Novel microRNA seed region analysis
The seed region (bases 2-7) were identified on each purported novel microRNA. Due to some 5’ ambiguity between samples, the seed bases could differ for the same microRNA found between two different samples accounting for 3,697 seeds of the dominant strand from the 2,724 novel microRNA loci.

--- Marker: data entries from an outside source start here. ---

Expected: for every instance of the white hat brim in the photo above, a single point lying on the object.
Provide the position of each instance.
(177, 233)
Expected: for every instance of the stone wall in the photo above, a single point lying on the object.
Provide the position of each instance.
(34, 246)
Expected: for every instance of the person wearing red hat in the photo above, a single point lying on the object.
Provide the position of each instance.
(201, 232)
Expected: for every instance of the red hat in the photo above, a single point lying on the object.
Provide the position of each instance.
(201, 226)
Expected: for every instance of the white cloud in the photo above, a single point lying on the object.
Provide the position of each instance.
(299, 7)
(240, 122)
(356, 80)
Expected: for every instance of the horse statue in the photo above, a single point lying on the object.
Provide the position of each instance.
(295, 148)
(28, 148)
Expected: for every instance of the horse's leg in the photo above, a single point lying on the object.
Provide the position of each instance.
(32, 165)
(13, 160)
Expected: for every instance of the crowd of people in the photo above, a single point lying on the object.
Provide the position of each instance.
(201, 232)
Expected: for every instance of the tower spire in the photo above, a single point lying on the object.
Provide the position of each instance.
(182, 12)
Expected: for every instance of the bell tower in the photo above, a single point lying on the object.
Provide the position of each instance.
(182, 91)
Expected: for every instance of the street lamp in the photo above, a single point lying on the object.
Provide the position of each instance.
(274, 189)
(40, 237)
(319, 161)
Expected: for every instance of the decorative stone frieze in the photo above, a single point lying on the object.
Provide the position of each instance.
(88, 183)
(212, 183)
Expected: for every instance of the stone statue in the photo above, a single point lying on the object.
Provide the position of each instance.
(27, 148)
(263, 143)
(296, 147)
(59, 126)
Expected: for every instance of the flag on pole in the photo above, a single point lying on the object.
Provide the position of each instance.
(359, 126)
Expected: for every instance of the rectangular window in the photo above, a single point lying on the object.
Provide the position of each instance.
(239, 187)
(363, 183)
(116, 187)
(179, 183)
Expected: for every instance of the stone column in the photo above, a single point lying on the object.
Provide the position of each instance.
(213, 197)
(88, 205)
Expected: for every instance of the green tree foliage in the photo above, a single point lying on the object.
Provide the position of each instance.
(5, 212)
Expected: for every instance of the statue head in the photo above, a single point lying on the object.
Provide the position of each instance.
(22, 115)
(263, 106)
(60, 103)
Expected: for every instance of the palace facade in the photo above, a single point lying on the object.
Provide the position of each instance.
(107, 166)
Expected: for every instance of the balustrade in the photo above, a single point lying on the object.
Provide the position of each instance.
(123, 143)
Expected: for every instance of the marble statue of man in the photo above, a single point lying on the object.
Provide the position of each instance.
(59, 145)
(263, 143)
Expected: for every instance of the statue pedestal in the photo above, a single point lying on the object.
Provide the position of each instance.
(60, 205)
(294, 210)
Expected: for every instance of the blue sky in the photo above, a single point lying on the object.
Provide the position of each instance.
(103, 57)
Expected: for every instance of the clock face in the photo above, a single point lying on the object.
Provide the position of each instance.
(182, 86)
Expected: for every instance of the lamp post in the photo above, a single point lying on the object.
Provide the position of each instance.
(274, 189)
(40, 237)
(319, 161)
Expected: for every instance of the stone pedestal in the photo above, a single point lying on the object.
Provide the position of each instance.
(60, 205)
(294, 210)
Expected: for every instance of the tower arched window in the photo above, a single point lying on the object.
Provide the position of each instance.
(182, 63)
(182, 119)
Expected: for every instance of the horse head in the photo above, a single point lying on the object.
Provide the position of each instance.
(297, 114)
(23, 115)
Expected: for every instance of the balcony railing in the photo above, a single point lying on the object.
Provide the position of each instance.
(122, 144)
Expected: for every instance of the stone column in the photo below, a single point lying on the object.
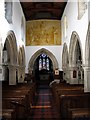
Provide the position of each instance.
(86, 79)
(21, 71)
(1, 73)
(73, 75)
(12, 75)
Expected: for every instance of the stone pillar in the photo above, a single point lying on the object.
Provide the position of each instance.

Amplification of novel microRNAs
Amplification of novel PCRs was based on the stem-loop method of reverse transcriptase (RT) followed by PCR amplification of the microRNA as performed (Londin et al. 2015). miR-21-5p, a ubiquitous and abundant microRNA, was used as a positive control for all RNA sources. All RT primers, PCR primers, and PCR conditions are provided in Supplemental Table S17.
IsomiR analysis
A perl script was generated that took the mapped.csv file and counted the reads for each microRNA’s canonical microRNA sequence (from miRBase v21), length variants from -4 to +4 bp around the canonical sequence, additional canonical sequences, and the number of reads for non-templated (non-genomic) nucleotide additions (A,G,C,U) to the maximal count canonical length variant. Only microRNAs with 1,000+ total reads and >10% of reads that were canonical length variants were evaluated. 126 primary cell samples (15,897 microRNA reads) and 82 cancer cell samples from 35 unique cancer (or immortalized) cell types had appropriate data for analysis. The nomenclature C-4, C-3, C-2, C-1, C, C+1, C+2, C+3, C+4 indicate the length of the dominant templated microRNA species relative to the canonical (C) sequence.
Entropy analysis
The distribution of the lengths of miRNA species detected from a given miRNA family (locus) was characterized relative to the length of the canonical sequence as (≤-4, -3, -2, -1, 0, 1, 2, 3, ≥4). The degree of disorder in the cell line culture samples was characterized relative to the median Shannon entropy of the primary cell culture samples, in which this was used as the reference point in the calculation of percent maximal information loss (relative and normalized entropy calculation).
Data Access
Novel RNA-seq data generated in this project is available through Bioproject PRJNA358331 and samples SRR5127200-36 & SRR5139121 in SRA.
Author Contributions
M.K.H., A.P. and K.H.B. conceived the project. M.S.K., P.L., T.M.D., J.X., M.K., V.L.D. generated cell data. A.H.P., C.J.M., A.S.B., Y.L., D.E.A., A.Z.R. and M.N.M. performed computational analysis. M.A. validated novel microRNAs, M.K.H. and M.N.M. wrote the paper.
Disclosure Declaration
The authors report no conflicts of interest on this work.
Acknowledgements
The authors thank C. Porter and L. Blosser for their work in isolating colonic epithelium, Gourav Dey for illustrations, Srikanth Manda for cell culture and bioinformatics, both Josh Hertel and Tai C. Huang for RNA isolation, and Adriana Heguy and the NYUMC Genome Technology Center. MKH was supported by the American Heart Association [13GRNT16420015]. The NYUMC Genome Technology Center is partially supported by the Cancer Center Support Grant, P30CA016087, at the Laura and Isaac Perlmutter Cancer Center. AP was supported by NCI’s Clinical Proteomic Tumor Analysis Consortium initiative (U24CA160036 and U24CA210985). PL was supported by the National Fund for Scientific and Technological Development, FONDECYT 1151008, Government of Chile. This work was supported by grants from MSCRFII-0429 and MSCRFII-0125 to V.L.D. 2013-MSCRF-0054 to J-C.X., 2014-MSCRF-0665 to M.K, and NIH/NINDS NS67525, NS37388 to T.M.D and V.L.D. T.M.D. is the Leonard and Madlyn Abramson Professor in Neurodegenerative Diseases.